Compounds 1, 2, and 3 induced reactive oxygen species (ROS) levels.²⁷ We used the fluorescent probes 2',7'-dichlorodihydrofluorescein diacetate (DCFDA) a probe for H₂O₂ and other peroxides that also detects greater than ten individual reactive species or dihydroethidium (DHE) which is an intracellular probe that preferentially measures superoxide anion (O₂^•−).^{28, 29} HT-29 cells were treated with 1, 2, and 3 at their respective IC₅₀s for cell growth inhibition for 1h, stained with DCFDA, and analyzed for levels of intracellular peroxides. Compared to control, treatment with 1, 2, and 3 increased the population of cells showing DCFDA-dependent fluorescence, indicating an induction of intracellular peroxides (Fig 3A). For 1, 2, and 3, ROS increased to 16, 15, and 11-fold respectively, compared to basal levels. We also monitored intracellular levels of O₂^•− (Fig 3B) which increased to 18, 21, and 10-fold over the basal levels for 1, 2, and 3, respectively.

Figure 3.

Compounds 1, 2, and 3 induce ROS levels. HT-29 cells were treated with 1 (50 nM), 2 (250 nM), and 3 (500 nM) representing their respective IC₅₀ for cell growth inhibition, for 1 h followed by staining with a general ROS probe DCFDA (A) or DHE which detects superoxide anions in cells (B). Values are the mean ± SEM of three independent experiments. *P < 0.05 compared to vehicle-treated controls, comparison between treatment groups was performed by one-factor analysis of variance (ANOVA) followed by Tukey’s test for multiple comparisons.

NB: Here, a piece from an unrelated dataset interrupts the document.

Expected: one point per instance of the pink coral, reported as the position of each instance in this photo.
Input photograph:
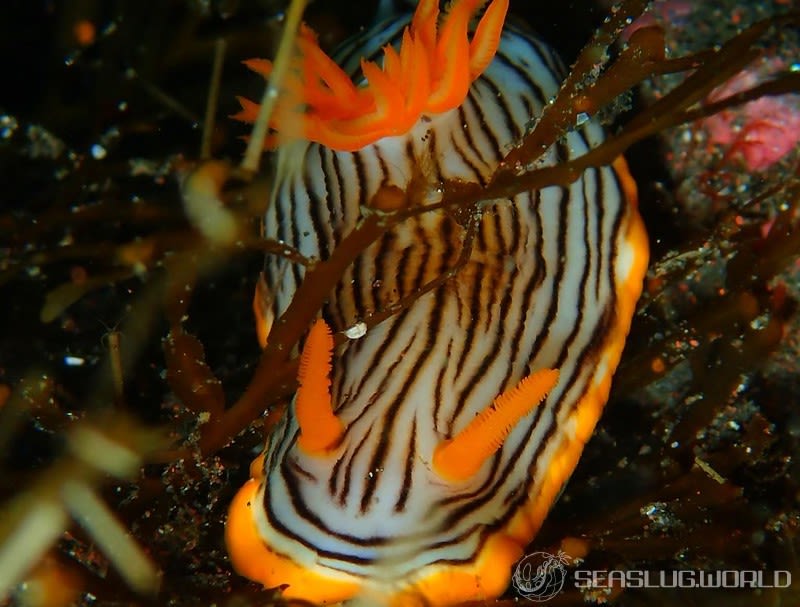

In summary, the positional isomers of NOSH-aspirin and their analogs (1–9) inhibited the growth of two human colon cancer cell lines with moderately low IC₅₀s. The growth inhibitory effects of 1, 2, and 3, was associated with G₁ to S cell cycle arrest, inhibition of proliferation and induction of apoptosis. At 1× IC₅₀, 1, 2, and 3, significantly reduced the proportion of cells in S phase and blocked DNA synthesis inhibiting cell renewal, whereas at 2× IC₅₀, 1, 2, and 3, induced cell death. Thus, the proapoptotic effect of 1, 2, and 3, suggests strong antineoplastic potential. Oxidative stress is produced in cells when there is disturbance in the equilibrium between ROS formation and endogenous antioxidant defense mechanisms. In general, cancer cells have high constitutive oxidative stress levels³⁰ and may be pushed over a threshold to cell death by exogenous ROS. In our study, 1, 2, and 3 induced cell cycle changes and apoptosis in HT-29 cells, which was associated with parallel increases in ROS and superoxide anion levels, thus favoring cell death.

In conclusion, 1, 2, and 3, suppressed growth of HT-29 cells by induction of apoptosis and alteration of cell cycle phases. This effect correlated with induction of ROS. Therefore, 1, 2, and 3 demonstrate anti-cancer potential against colon cancer and warrant further study.